Ce n’est que dans un second temps que la fiction prend le relais. Elder (Julio César Ticona), ouvrier mineur, est venu à pied avec ses compagnons jusqu’à La Paz pour protester et défendre leur droit au travail. Entre deux manifs, lui et deux amis traînent dans les boutiques, accomplissent quelques tâches de manutention sur les marchés, sortent en boîte. Mais Elder est atteint par un mal étrange, qu’aucun médecin ne parvient à diagnostiquer, et donc à nommer. D’où viennent ce souffle court, cette toux sèche, ces suées et ces vertiges ? Parallèlement, se dévoile un autre personnage, mi-clochard mi-sorcier, un dénommé Max qui vit aux abords forestiers de la ville, et y descend parfois, maugréant quelque augure pythique, comme « la ville sera réduite en poussière ». Pas à pas et sans le savoir, Elder et Max cheminent l’un vers l’autre, pour une session d’exorcisme vouée à bouter la maladie hors de l’ouvrier.
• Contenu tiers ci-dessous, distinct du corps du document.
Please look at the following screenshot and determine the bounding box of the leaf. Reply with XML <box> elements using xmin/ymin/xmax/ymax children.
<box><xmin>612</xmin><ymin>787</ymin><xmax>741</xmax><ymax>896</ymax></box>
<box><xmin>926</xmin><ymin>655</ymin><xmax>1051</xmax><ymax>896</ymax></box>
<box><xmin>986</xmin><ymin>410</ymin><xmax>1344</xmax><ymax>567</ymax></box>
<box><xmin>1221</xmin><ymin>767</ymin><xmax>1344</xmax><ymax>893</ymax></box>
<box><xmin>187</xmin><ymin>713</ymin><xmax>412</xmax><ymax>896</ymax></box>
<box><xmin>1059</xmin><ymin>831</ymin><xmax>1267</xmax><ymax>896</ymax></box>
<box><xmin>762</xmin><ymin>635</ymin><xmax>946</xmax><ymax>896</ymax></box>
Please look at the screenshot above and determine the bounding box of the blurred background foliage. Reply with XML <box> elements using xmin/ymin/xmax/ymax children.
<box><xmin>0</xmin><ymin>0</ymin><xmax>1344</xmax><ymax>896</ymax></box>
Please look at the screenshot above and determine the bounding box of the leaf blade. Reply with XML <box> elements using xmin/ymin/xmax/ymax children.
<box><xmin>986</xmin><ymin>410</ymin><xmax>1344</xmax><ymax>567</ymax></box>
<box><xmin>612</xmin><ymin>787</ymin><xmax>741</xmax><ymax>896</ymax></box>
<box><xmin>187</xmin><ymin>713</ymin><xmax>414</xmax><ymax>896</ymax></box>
Sommet de ce climat nauséeux, anxiogène, la figure du zoom que Kiro Russo manie de main de maître

Des causes de cette maladie, on ne saura rien, en dehors du parallèle évident que le film établit avec la ville, qui elle-même s’étend comme un chancre, semble saturée comme une embolie, s’autodévore comme une métastase. Son climat, ses bruits (formidable espace sonore du film comme une partition « concrète »), sa pression s’infiltrent de tous côtés dans le corps d’Elder comme s’il lui était entièrement perméable. Kiro Russo montre à plusieurs reprises comment ce corps prolétaire est digéré par la ville, croulant sous les sacs de denrées qu’il transporte sur les marchés, sommé d’aller toujours plus vite, payé au lance-pierre, disparaissant enfin dans l’ombre des rues, se faufilant dans des refuges publics pour dormir. Mais pis encore, tout se passe comme si le syndrome qui s’empare d’Elder atteignait aussi le film en lui-même, sujet à de soudaines poussées de fièvre, accessible au délire, comme lors de cette scène nocturne où les personnages exécutent une chorégraphie sur une musique électro façon clip des années 1980.

Sommet de ce climat nauséeux, anxiogène, la figure du zoom que Kiro Russo manie de main de maître, presque à chaque plan, comme pour fouiller du regard les contours poisseux de la ville sur laquelle s’amassent les nuées sombres et finissent par éclater des averses. A l’issue de l’exorcisme d’Elder, qui le laisse inanimé, l’un de ces zooms s’avance vers sa bouche ouverte, cavité où semble vouloir s’engouffrer la caméra. Par un fondu stupéfiant, c’est alors la mine, ses chariots sur rails, ses lueurs éparses, qui surgit comme de l’intérieur du corps. Sans doute ne faut-il pas chercher plus loin le mal du héros : cette malédiction des profondeurs qui, comme dans les Carnets du sous-sol de Dostoïevski, pèse sur toutes les existences caverneuses.